In the 2003 August issue of PC Gamer Richard Caravan and I received high marks (88%) for our artwork on Mark H. Walker's Lock 'N Load Vietnam Board game. Richard designed the suberb counters, and I design the five full color maps. It was a great honor to hear the National Vietnam Veteran's Art museum had inducted the game into it's art collection.

What program do you use? Adobe Photoshop 6.0 is my program of choice. I can’t speak on the merits of other image paint programs like Corel Draw or Canvas, but Photoshop has everything a 2D digital artist could ask for. Layers, special effects filters, dozens of art tools, and color adjusting features. I also use a plug in program called Alien Skin to create extra texture effects such as bevels, glows, wood textures, glass, fire, and many others. Photoshop is a ravenous pig for tapping the computer's resources. It can take all the RAM, hard drive space, and CPU speed you can give it, and still ask for more! Not that it freezes or crashes-- it is a very stable program. But when you are working on an 11” x 17” tile at 250 DPI,it will slow to crawl when applying a filter effect or performing a simple cut and paste. Graphic images that physically large, at such high resolution, really tax a computer. When I first designed tiles for Dewayne's site, I set them in 72 dpi resolution for easy file downloading. I slowly increased the resolution up to 100, to 125, to presently 250 dpi. The higher dpi gives beautifully detailed images, but at the cost of humogously large file sizes. You may want to set your DPI resolution down to 100 to 150 DPI to keep the file size down and make the tile file less demanding for the computer to work with. Your printed piece will not be as sharp as compared to a 250 DPI one, but still look prety good for gaming. I guess that’s why some computer magazines use Photoshop as a benchmark when testing new computers for performance. Recently I've been experimenting with 3D rendering. The results have been very exciting! I can create many objects for tiles quickly and accurately and import them as 2D images in Photoshop. More of my tiles in the future will be using items designed in 3D.

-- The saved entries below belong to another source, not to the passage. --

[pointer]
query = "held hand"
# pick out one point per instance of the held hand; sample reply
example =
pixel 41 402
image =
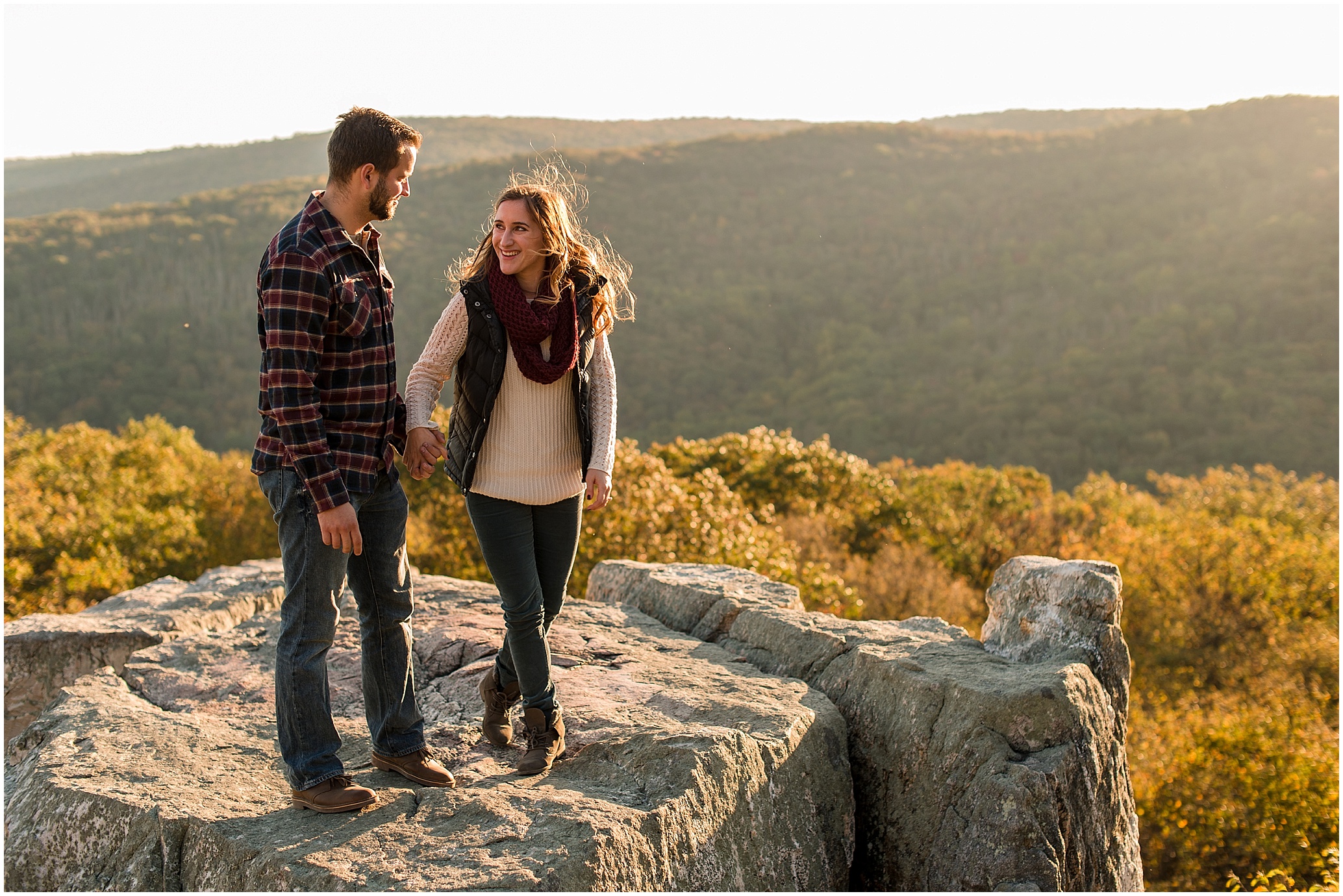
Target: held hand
pixel 423 446
pixel 599 490
pixel 340 529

How long does it take? Depending on the complexity of the tile, whether it’s just a dungeon floor or a very decorated room, anywhere from 1-5 hours for an 8”x 10” size tile. High-tech tiles take more time as they required lots of nuts, bolts, buttons, etc. Larger (11” x 17”) tiles are ten times longer to make.It took 40 plus hours to create the Space Freighter tile set, “Brandy’s Lament”. I was pretty burned out after making that one. It was several weeks before I would even consider making another tile!

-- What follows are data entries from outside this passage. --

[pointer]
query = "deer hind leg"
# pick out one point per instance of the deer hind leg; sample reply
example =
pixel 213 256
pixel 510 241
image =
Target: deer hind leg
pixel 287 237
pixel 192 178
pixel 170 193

How do you achieve such realistic effects? Using a combination of design techniques and clip art photos I can achieve a near photo-realistic effect with many of my tiles. Clip art saves me considerable time from having to design sub-components for many tiles. But using clip art effectively is more than just cut and paste---much of the clip art I use has to be resized, cropped, trimmed, flipped, rotated, distorted, and otherwise modified to fit the scale and colors of a tile. I spend a lot of time researching hundreds of clip art files to find one to suit my purpose. But while I make use of stock photo clip art, the majority of my tiles are created ex nilio in Photoshop. The real key in making realistic tiles is the use of lighting. Highlights and shadows give depth and drama to artwork. Using Photoshop’s layers, blur filters, dodge and burn tools I can create lighting effects to make the tile more dramatic. Adding texture overlays also enhances the finished product. These texture overlays can be imported and blended in at different levels of transparency to really set off a stone floor and other tile elements. Keeping the tiles to 25mm scale can be tricky--I keep a 25mm miniature next to my computer compare against the tile on the monitor to help keep the tiles in reasonably close to scale. Even so, I often fudge with the scale to make items on the tiles bigger than life for dramatic effect--- I used the excuse of artistic license more than once to justify my errors in keeping scale!

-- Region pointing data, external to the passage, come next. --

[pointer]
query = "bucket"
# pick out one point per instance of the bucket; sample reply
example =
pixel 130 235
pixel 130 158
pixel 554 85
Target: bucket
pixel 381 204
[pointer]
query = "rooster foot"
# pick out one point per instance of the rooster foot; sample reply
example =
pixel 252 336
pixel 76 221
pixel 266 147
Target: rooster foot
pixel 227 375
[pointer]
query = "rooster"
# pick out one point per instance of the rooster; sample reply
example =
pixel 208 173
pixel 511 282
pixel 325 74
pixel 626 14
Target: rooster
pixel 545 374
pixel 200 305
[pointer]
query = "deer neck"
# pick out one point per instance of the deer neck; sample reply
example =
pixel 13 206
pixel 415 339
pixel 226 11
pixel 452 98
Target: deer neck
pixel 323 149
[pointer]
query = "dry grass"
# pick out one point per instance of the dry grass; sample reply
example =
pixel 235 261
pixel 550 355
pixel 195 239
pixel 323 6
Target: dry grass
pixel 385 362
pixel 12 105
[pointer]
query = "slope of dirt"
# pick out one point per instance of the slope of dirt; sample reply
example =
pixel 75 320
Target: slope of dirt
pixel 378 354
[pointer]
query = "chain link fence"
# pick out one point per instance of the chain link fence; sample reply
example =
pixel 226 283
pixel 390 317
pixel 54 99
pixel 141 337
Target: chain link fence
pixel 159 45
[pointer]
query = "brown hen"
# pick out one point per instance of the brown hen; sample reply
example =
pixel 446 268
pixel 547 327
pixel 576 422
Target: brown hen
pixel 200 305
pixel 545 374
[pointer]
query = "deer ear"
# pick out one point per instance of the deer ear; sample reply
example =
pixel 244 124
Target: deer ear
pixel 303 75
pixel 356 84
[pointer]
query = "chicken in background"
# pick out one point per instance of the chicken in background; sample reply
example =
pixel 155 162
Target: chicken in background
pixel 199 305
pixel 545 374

Where do you get your ideas for tiles? Mostly movies & comics. Among my favorite artists are N.C. Wyeth, M.C. Escher, The Brothers Hilderbrandt, and Jack "King" Kirby. A lot of the old adventure movies from the 1960's give me inspiration for themes to make tiles. The idea for the "Crocodile pit" tile was from an old Tarzan movie I saw as a kid. Nowadays when I watch a movie I spend more time watching the scenery and the sets than the actors! Sometimes I get ideas from studying photos of historical buildings and structures from the past.The tricky part is making the idea translate into a top-down perspective on a tile. I often approach the design of a tile as if I am building a stage for the action to take place. I often add obstacles, pathways, different elevations, and other features to make a tile unique, and to give challedges for a party of adventurers to overcome. My goal is always to make a tile evoke mystery or drama. I like to think that my tiles often tell a story by themselves, giving the GM ideas for running an adventure.

A final bit of advice: Don't be too discourage if your first attempts don't come out very well the first time. (Then again, you may be a natural born artist and whip out masterpieces on the first try--I've seen it happen!) If you saw my first tiles I did three years ago, you would have thought they were pretty pathetic. It wasn't till my second year I started to turn out some decent ones, and by the third year I was finally good enough to get Dragon Magazine's attention to publish my work. Even then, it wasn't until my last two tiles in the poster series that I begin to hit my stride. You must decide if you are going for masterpieces, or just some nice, useful tiles for gaming-- It can be a toss up to decide which would you rather do ----gaming or making tiles! Live with your choice and don't compare your work with others unless you are going for masterpieces. I make tiles because I enjoy it, (or getting decent bucks to do it!) The minute making a tile seems like work is when I wrap it up and call it a night. It's gotta be fun to be worth doing.